My editing routine is different than my writing routine. Writing I can only do for about an hour, maybe two. But editing requires a lot of looking out the window, looking at the wall, as I mull on the piece and try to fit everything together. I can edit a lot longer than I can write. I would say four or five hours a day.

Tanya Talaga: The editing is different than the writing, that’s for sure.

Eden Robinson: I’m working with something that’s already there, and just have to add or subtract from it. I find creation takes more energy. I can only go for one or two hours before my brain is exhausted.

Tanya Talaga: I feel the same way. Hence my 95% of writing staring out of the window… Heather, what do you say to those who are out there that haven’t had their first book published, who want to publish but are caught in this time? What words of advice can you give them?

Heather O’Neill: I have no idea. I mean, it’s so interesting that we’re in a historical movement – that in a month or two the world might look completely different in how we interact. Even when I started writing at the beginning of this, I had a essays that I was in the middle of but there was no point in placing them in or pitching them to magazines. They didn’t make sense in the context, with everybody worried about their relatives rather than reflecting on the fact of the pandemic itself. There is also that kind of anxiety, whether the devastation would be such that even your themes would not matter, because they’re not coloured by or reflective of a new normal. It is a very difficult time.

But, my daughter works at a bookstore, and the order for books have been insane. And poetry has been selling a lot. People are looking for complex riddles within language. I think, at the end of all this, there will be an increased demand for literature and voices. That’s definitely a positive. But of course every writer has their own particular path – it’s like telling someone how to fall in love, there’s a million different routes to it.

Tanya Talaga: It’s so true. And sometimes it just happens, right?
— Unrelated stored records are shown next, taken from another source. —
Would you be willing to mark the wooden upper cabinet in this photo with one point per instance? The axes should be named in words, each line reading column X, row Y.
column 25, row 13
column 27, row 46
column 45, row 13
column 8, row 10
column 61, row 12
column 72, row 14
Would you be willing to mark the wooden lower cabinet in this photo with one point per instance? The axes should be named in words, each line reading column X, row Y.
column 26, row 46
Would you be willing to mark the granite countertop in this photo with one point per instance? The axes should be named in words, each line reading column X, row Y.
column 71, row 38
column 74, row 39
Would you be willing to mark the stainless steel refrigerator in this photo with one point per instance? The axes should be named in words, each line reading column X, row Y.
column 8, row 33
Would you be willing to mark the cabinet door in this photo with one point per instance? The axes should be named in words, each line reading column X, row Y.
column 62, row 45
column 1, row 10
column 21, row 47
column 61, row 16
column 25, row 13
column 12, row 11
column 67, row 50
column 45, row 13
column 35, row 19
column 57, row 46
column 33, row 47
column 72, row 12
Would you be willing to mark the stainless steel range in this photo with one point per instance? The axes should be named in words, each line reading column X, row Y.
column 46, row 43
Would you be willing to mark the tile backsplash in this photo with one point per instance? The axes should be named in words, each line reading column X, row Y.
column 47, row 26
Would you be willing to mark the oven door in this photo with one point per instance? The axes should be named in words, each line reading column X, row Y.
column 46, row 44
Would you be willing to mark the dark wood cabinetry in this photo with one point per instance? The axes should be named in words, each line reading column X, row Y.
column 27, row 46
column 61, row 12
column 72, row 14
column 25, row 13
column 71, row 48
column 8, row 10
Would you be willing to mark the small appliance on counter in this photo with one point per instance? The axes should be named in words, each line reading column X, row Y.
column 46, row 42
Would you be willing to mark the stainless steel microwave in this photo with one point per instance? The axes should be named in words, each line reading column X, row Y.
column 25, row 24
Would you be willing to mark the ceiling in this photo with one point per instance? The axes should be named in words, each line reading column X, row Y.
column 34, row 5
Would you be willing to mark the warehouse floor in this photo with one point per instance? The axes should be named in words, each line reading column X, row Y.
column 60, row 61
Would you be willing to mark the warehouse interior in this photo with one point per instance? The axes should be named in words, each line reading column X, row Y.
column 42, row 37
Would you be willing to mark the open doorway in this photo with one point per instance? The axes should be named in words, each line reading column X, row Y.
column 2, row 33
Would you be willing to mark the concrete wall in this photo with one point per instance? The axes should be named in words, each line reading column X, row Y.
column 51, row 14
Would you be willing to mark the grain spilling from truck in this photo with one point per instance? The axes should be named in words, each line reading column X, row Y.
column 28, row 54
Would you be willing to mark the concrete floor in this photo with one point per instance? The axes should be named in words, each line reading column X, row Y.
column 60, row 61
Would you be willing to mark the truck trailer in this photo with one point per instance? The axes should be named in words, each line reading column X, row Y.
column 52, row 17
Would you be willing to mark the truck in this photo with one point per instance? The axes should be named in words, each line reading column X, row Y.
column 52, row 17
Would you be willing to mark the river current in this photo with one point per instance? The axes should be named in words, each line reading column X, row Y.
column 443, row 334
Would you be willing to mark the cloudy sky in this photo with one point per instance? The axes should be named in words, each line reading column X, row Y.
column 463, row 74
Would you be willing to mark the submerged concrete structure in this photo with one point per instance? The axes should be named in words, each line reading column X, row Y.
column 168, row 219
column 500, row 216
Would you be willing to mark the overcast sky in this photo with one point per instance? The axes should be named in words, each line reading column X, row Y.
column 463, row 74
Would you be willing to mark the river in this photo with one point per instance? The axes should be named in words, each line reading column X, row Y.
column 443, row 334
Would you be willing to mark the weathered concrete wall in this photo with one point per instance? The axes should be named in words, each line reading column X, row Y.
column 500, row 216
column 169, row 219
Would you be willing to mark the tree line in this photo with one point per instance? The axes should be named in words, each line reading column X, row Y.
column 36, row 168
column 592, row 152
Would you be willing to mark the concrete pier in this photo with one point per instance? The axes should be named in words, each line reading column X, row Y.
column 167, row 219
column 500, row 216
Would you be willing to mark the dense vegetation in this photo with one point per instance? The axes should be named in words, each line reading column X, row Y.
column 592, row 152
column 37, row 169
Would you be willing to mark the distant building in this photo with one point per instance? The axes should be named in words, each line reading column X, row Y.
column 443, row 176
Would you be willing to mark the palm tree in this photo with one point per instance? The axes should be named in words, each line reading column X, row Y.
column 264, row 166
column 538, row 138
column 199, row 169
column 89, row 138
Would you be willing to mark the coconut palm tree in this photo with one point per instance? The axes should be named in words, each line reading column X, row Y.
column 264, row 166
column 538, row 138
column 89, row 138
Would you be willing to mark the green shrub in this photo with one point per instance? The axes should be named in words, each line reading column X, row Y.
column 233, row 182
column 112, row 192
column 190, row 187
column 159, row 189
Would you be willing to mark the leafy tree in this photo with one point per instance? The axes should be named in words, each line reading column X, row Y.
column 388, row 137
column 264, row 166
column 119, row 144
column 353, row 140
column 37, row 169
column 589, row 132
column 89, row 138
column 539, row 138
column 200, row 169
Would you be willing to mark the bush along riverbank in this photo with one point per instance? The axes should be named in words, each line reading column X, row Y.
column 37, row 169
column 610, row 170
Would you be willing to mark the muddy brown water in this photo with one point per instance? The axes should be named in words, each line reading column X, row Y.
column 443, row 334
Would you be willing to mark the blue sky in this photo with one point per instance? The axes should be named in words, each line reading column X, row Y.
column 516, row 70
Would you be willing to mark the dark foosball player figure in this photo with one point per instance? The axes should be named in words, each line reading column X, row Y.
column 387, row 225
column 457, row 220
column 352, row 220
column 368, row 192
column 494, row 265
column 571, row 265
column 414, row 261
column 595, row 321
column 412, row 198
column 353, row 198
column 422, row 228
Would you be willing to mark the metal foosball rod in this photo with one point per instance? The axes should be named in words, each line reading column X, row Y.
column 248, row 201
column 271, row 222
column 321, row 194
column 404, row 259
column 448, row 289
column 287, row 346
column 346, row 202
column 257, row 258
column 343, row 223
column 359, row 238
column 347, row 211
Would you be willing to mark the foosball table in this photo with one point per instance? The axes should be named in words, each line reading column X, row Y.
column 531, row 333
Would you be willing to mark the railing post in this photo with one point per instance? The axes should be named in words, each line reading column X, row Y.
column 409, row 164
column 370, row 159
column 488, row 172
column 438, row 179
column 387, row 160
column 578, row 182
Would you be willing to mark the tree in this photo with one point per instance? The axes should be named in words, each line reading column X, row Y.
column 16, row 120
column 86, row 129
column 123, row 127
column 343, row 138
Tanya Talaga: Miriam, any advice for young writers that are out there listening to us?

Miriam Toews: If you’re a writer and if you’re going to write, you will write. I feel we have to remain optimistic and hopeful that books and narrative and stories are going to be something that will be with us forever, and that there will be demand for them and love for them and creation of them by writers. Pandemic or no pandemic, we will want to see ourselves, our lives, reflected back to us in narrative. A writer will write in order to stay sane, in order to feel alive, and that’s what you do. There’s nothing that I can really give, other than not to lose faith.